Le fait est qu’elles se nécessitaient pour briller. Moi je mettais la lumière noire ou blanche selon le jour et les circonstances. C'est de cette façon que je me suis mise à construire ma vie, le défi permanent étant toujours quand quitter l’une pour reprendre l’autre, un travail qui me maintiendrait alerte toute ma vie. Le plus drôle était que sans m’en rendre compte, à cette Bibliothèque, celle du trou où tombe la beauté, je ne pouvais plus m’y rendre seule, «Elle était publique et gratuite», cette surprise, je ne m’y m’attendais pas.

J’ai compris après avoir rencontré de nombreux personnages qui déposaient dans cet énorme trou leurs beautés, qu’ils avaient comme allié la tristesse.
Qu’est alors la tristesse………… le confort que nous procure la beauté pour contempler passivement ce que nous construisons dans un monde rempli de choses qui nous font rêver, ou je me méprends et la tristesse n’est que le risque que nous courons pour atteindre la beauté. Gloria

 

Je me souviens de ce navire. Au loin il y avait cette ville, et je me suis dit, c’est aujourd’hui mon pays.
Mon grand-père n’était pas un orateur prolixe, quelques mots lui suffisaient pour tout nous dire. Il nous laissait à nos silences pour conter son histoire. Souvent il souriait avec malice, ses yeux tout mouillés d’une vie trop remplie.
Grand-mère le supportait à peine, alors il sortait. Il aimait marcher mains dans le dos.
Un jour j’ai marché avec lui. Il me tenait la main. L’amour de se promener s’est-il transmis par l’épiderme ce jour-là ?
Je me souviens de cette église, un dimanche pluvieux, le cercueil devant mes yeux se déplaçait trop lentement. C’est à ce moment qu’il m’a transmis ses yeux trop mouillés. Jean-Eric

 

« Peut-être je fais ma gamine, Ma Mie, peut-être je suis trop fragile,
Mais je sais lire entre les lignes Ma Mie, je connais le langage des rides… »

Je me souviens de toi Ma Mie, mon Alzhei-mère quand je te chantais une berceuse que tu ne comprenais plus. Tu avais perdu la tête disais tu, je vivais surtout que tu avais perdu la mémoire.

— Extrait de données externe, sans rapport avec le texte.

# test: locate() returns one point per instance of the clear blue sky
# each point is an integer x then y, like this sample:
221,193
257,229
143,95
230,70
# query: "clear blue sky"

Je me surprenais parfois à t’envier et à rêver de pouvoir chantonner et danser sur des airs trop connus qui ne me diraient plus rien.

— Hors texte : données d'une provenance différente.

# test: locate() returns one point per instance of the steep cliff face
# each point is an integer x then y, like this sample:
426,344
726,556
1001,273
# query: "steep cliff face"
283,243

En devant ma grand-mère Peter Pan, enrubannée dans ton monde imaginaire, je découvrais de moi que je voulais rester enfant, TA petite fille qui aimait les gratouilles avant d’aller dormir.

J’apprenais le pouvoir divin de l’oubli et de la re-création. Ne plus être ce qu’ils ont cru que nous étions car nous avions la force d’être nos propres inventions.

Je découvrais que je pouvais, sans mentir, penser mes autres vies, toutes mes autres vies, des plus réelles aux plus intimes jamais révélées.

Je voyais en toi, Ma Mie, le pouvoir du cerveau même quand il perd pied.

J’ai savouré de toi toutes les fragmentations des temps qui ne s’enchaînent plus, ne se lient plus, mais racontent tellement ce que nous avons été, ce que nous sommes, et ce que nous serons.

Tu m’as faite grand-mère avec toi Ma Mie en apprenant à te faire sourire d’un geste improbable, impensé, insensé…

J’ai cajolé ce que tu câlinais, j’ai embrassé ce que tu soignais. Tu étais mon petit bout que je n’avais plus, tu étais ma canaille de 80 ballets, ma danseuse de berceuses.

En t’aimant à ce point, j’aimais mieux mon enfance. En te donnant toute ma tendresse, j’acceptais d’avoir grandi. En te voyant sourire ainsi, j’endurais mieux ta vieillesse.

« Dis-moi que tu  n’as pas tout effacé, que ton disque dur n’est pas rayé, que ton passé s’est mis en veille… »

Je te le raconterai… j’ai tout mon temps pour TOI, Ma Mie.